The opinion was widely shared, especially by those of the 50,000 who carried brooms.

"Sweep . . . Sweep . . . Sweep," chanted Orioles' loyalists at the door of the bus unloading Milwaukee players two hours before the game. "Choke . . . Choke . . . Choke." These are your basic baseball taunts directed at teams that lose every game of an important series.

"We're going to make a clean sweep," said Tom Cutter, 31, a bartender from Woodlawn, Md., who carried his broom with a five-pound bag of popcorn tied to it.

Dozens of people carried brooms. The brooms came from restaurant maintenance shops, kitchen pantries and basement closets.

"Mine was in the trash," said Wayne Rudick, 29, a mattress salesman from Baltimore who said he expected today's crowd to be "rowdy and fun."

Up in Section 35, high above right field, Scott Strohman's broom served as a standard for a sign reading, "Orioles Sweep, Brewers Weep."

Alas, 'twasn't so. Milwaukee led, 3-0, before Baltimore scored once. Only twice did the Orioles even get the tying run to bat. And when Milwaukee left fielder Ben Oglivie made a running, sliding miracle of a catch at the foul line to end Baltimore's biggest threat in the eighth inning, there came a great hush of silence over the ballyard.

Such a play by an Oriole would have caused the earth to shake from the sound. Oglivie's play seemed a piece snipped from a silent movie.

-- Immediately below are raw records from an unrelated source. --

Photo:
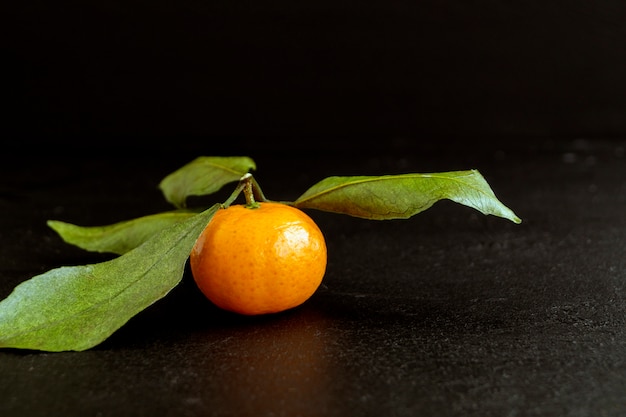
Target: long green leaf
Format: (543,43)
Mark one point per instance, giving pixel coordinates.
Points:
(76,308)
(203,176)
(117,238)
(402,196)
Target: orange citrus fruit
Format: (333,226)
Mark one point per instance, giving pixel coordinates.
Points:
(259,260)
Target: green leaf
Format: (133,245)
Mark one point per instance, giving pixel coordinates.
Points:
(117,238)
(78,307)
(203,176)
(402,196)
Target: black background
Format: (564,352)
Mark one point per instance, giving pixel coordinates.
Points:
(107,69)
(450,313)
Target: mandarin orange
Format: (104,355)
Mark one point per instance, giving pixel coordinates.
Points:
(259,260)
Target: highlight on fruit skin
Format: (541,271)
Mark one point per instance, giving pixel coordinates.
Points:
(260,260)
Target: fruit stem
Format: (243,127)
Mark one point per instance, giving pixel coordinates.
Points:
(251,191)
(248,191)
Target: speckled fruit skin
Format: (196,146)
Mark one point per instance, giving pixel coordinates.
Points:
(260,260)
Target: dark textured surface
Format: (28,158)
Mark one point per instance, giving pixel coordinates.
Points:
(450,313)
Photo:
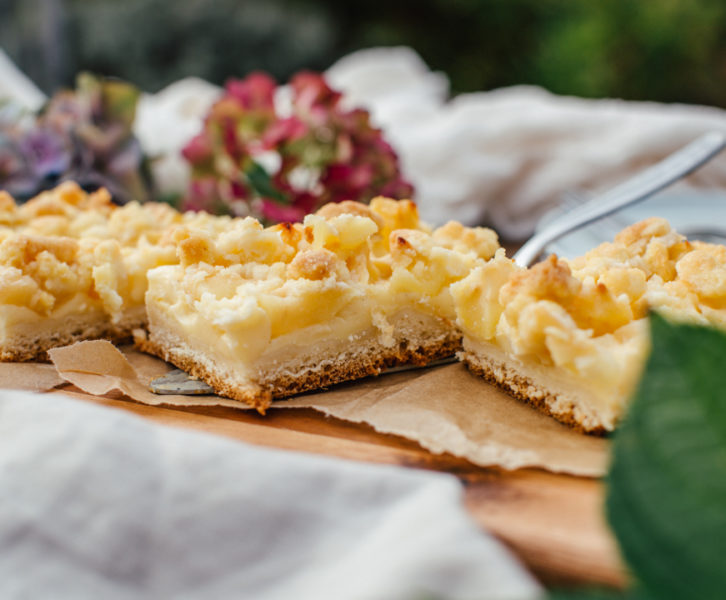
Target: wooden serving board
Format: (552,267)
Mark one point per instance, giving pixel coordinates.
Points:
(554,523)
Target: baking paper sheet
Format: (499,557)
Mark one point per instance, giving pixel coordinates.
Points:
(444,409)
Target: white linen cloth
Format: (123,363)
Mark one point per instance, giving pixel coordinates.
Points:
(503,157)
(506,156)
(16,86)
(97,503)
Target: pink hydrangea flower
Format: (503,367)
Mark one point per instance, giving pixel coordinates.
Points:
(281,167)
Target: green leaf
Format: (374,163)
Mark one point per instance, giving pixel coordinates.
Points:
(262,184)
(667,484)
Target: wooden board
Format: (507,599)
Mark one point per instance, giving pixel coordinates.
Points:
(554,523)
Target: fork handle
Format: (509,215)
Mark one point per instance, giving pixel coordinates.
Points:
(637,188)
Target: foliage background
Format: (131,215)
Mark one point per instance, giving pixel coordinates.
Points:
(664,50)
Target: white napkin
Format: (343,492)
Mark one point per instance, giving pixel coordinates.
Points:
(16,86)
(96,503)
(507,156)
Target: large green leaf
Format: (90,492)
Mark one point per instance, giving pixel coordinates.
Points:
(667,484)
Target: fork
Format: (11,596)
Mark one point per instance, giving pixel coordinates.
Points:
(637,188)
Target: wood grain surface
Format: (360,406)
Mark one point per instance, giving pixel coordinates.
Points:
(554,523)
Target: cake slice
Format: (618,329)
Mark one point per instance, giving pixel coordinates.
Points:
(571,337)
(73,267)
(263,313)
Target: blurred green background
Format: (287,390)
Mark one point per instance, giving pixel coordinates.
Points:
(664,50)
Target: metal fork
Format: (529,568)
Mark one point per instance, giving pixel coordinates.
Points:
(641,186)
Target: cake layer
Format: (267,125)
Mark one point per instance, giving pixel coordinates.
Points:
(571,337)
(74,266)
(293,365)
(261,313)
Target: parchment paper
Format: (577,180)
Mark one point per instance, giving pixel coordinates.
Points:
(34,377)
(444,409)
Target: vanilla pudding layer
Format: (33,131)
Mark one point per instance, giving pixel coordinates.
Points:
(309,358)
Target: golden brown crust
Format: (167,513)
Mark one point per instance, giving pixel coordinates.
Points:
(315,375)
(515,384)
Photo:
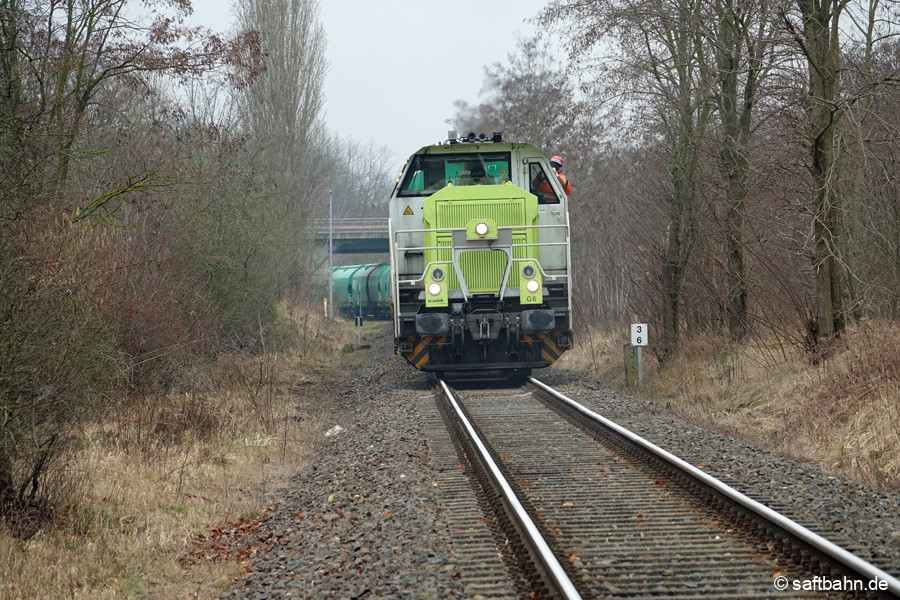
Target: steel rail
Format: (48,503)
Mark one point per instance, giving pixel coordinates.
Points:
(554,575)
(813,540)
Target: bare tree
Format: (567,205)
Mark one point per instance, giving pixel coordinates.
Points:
(283,116)
(660,58)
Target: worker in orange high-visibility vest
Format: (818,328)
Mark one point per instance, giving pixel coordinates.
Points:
(556,163)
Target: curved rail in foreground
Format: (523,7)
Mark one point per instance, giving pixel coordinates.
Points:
(814,541)
(554,575)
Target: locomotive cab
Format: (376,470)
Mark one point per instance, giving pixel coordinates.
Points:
(481,267)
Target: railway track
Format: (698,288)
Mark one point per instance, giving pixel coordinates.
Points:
(582,508)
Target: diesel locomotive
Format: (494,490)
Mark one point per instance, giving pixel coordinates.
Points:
(481,269)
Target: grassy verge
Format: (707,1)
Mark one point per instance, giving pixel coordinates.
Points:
(842,414)
(154,475)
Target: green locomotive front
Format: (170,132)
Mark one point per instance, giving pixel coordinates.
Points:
(480,260)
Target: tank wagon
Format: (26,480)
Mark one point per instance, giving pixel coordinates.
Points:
(480,258)
(362,290)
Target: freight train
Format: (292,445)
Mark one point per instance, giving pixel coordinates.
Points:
(480,259)
(362,291)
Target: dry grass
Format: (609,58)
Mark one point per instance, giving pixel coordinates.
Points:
(842,414)
(157,473)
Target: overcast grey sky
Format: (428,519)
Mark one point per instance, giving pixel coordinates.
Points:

Depression set in for the 50,000, a depression made profound when Milwaukee scored five times in the top of the ninth.

In the Orioles' last desperate at bat, Weaver used four pinch-hitters. He did not go gently into retirement. But it came to naught. It was over, then, and the 50,000 wanted only to see their heroes one last time, to say thanks for the memories, and when Weaver left the field for good there came over the public address system a song whose memorable verse is, "Nobody does it better."